Es más, si ella hubiera preferido que me quedara con el abuelo en Asiri, yo
habría terminado dando volteretas en el aire más que contenta. Pero no, estaba
aquí, casi como ese molestoso paquete que obligatoriamente no puedes dejar
atrás.
»— ¿Por
qué
siempre tienes que ponerte tan antipática con Sisa, eh? — lanzó Joan
mientras empezaba a trasladar algunas cajas desde el camión de mudanza. Gisell
frunció los labios y me lanzó una mirada reprobatoria.
Quise decirle “¡pero
si yo no he dicho nada!”; pero de ahí recordé que mi sola presencia era motivo
de reprobación para ella así que mejor no. Con Gisell y Corín las cosas siempre
han sido muy sencillas: mientras menos se me notara, mucho mejor.

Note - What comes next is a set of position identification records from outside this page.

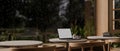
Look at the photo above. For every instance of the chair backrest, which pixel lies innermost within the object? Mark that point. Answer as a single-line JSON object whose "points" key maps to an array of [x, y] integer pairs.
{"points": [[35, 49]]}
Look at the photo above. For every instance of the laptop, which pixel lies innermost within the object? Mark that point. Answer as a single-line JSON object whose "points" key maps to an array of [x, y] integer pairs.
{"points": [[64, 33]]}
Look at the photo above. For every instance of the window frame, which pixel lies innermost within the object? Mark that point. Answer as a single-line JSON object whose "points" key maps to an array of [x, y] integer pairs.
{"points": [[111, 17]]}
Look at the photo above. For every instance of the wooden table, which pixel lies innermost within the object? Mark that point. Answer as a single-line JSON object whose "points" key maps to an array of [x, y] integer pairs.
{"points": [[19, 43], [109, 39], [66, 41]]}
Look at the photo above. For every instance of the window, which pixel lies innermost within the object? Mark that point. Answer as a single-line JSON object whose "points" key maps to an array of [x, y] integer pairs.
{"points": [[114, 15], [37, 17]]}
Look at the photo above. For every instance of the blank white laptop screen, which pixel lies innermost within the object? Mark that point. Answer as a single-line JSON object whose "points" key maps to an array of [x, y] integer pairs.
{"points": [[64, 33]]}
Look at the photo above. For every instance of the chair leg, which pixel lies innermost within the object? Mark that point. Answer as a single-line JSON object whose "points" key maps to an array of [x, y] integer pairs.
{"points": [[104, 48], [91, 48]]}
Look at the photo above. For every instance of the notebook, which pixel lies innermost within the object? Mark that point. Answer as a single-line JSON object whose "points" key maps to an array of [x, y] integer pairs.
{"points": [[64, 33]]}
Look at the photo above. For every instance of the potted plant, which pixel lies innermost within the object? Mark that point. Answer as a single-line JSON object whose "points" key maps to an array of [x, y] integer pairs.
{"points": [[78, 32]]}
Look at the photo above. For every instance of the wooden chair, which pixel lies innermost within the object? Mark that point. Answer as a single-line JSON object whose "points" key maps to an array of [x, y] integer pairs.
{"points": [[52, 48]]}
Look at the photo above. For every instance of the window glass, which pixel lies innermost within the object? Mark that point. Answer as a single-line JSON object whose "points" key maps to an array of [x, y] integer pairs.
{"points": [[29, 19]]}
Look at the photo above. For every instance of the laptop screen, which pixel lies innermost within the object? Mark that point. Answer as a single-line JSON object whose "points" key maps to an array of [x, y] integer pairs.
{"points": [[64, 33]]}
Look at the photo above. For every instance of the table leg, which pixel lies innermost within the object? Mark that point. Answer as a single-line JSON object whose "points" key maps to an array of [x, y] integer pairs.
{"points": [[67, 47], [108, 47]]}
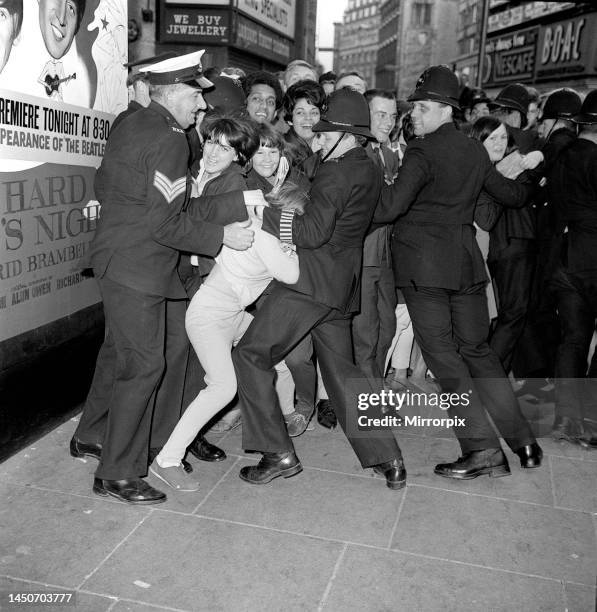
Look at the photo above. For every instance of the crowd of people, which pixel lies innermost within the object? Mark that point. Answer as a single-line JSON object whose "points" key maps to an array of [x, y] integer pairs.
{"points": [[271, 247]]}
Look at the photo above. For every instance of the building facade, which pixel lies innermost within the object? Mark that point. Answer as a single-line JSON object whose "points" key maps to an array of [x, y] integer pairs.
{"points": [[414, 34], [356, 39], [542, 44], [389, 44], [244, 33]]}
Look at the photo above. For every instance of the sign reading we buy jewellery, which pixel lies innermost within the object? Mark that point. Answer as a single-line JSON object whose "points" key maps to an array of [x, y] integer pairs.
{"points": [[193, 25]]}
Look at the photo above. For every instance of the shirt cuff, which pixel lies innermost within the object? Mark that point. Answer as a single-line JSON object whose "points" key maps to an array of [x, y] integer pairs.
{"points": [[286, 217]]}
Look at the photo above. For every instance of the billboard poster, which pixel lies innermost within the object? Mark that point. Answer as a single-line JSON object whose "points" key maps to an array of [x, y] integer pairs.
{"points": [[62, 81]]}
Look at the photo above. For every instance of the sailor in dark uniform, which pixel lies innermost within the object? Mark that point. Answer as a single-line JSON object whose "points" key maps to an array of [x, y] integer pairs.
{"points": [[136, 394]]}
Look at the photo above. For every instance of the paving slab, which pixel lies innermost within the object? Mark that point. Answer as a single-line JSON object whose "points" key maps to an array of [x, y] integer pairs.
{"points": [[57, 538], [78, 601], [319, 503], [192, 563], [524, 538], [371, 580], [580, 598], [575, 483]]}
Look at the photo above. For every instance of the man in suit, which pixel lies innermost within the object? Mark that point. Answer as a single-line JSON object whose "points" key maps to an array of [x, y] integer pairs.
{"points": [[573, 184], [443, 277], [136, 395], [329, 241], [373, 328]]}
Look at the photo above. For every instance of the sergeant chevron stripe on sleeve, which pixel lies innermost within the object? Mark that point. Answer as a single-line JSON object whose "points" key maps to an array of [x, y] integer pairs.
{"points": [[169, 189]]}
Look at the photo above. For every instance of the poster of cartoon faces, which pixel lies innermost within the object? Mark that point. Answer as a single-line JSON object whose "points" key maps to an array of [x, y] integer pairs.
{"points": [[67, 50]]}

Todos ayudamos con la descarga de las cosas. Los del servicio de
mudanza se encargaron de dejar todos los muebles pesados en las zonas que
Gisell les iba señalando, mientras no dejaba de
repetir que la casa era una completa belleza. Joan y el abuelo pasaban de tanto
en tanto junto a mí, imitando sus palabras con tonos extremadamente agudos:
tuve que esforzarme muchísimo para no reírme a carcajadas y ganarme una
reprimenda de las buenas.
Exactamente a las cinco y media de la tarde llegó la hora de despedirme
del abuelo, en medio del llanto desconsolado que me atacó y las cosas ya
descargadas en el interior de la casa. Se había ofrecido a ayudarnos a
acomodarlas, pero Gisell señaló que
de preferencia ya volviera a Asiri, o sería peligroso manejar después, ya
entrada la noche.
El tono, obviamente nada amistoso, bastó para que él decidiera
retirarse de inmediato.
Yo ya no era de las que lloraban fácilmente (a diferencia de cuando
era más pequeña), pero pensar que el abuelo iba
a estar completamente solo allá, me oprimió el pecho de la tristeza. Ya estaba
algo mayor, ¿qué tal
si le pasaba algo? ¡Si necesitaba de nuestra ayuda y
nosotros estábamos a kilómetros
de distancia!
Joan se acercó a consolarme, mientras el abuelo repetía que las
cinco horas entre Asiri y Lirau eran insignificantes tanto para él y su auto,
como para mí si iba en tren. Gisell mencionó que yo estaba exagerando, y Corín
no tuvo mejor comentario que exclamar que eso no me daría excusa para después
pedir la habitación más grande que ya le pertenecía a ella.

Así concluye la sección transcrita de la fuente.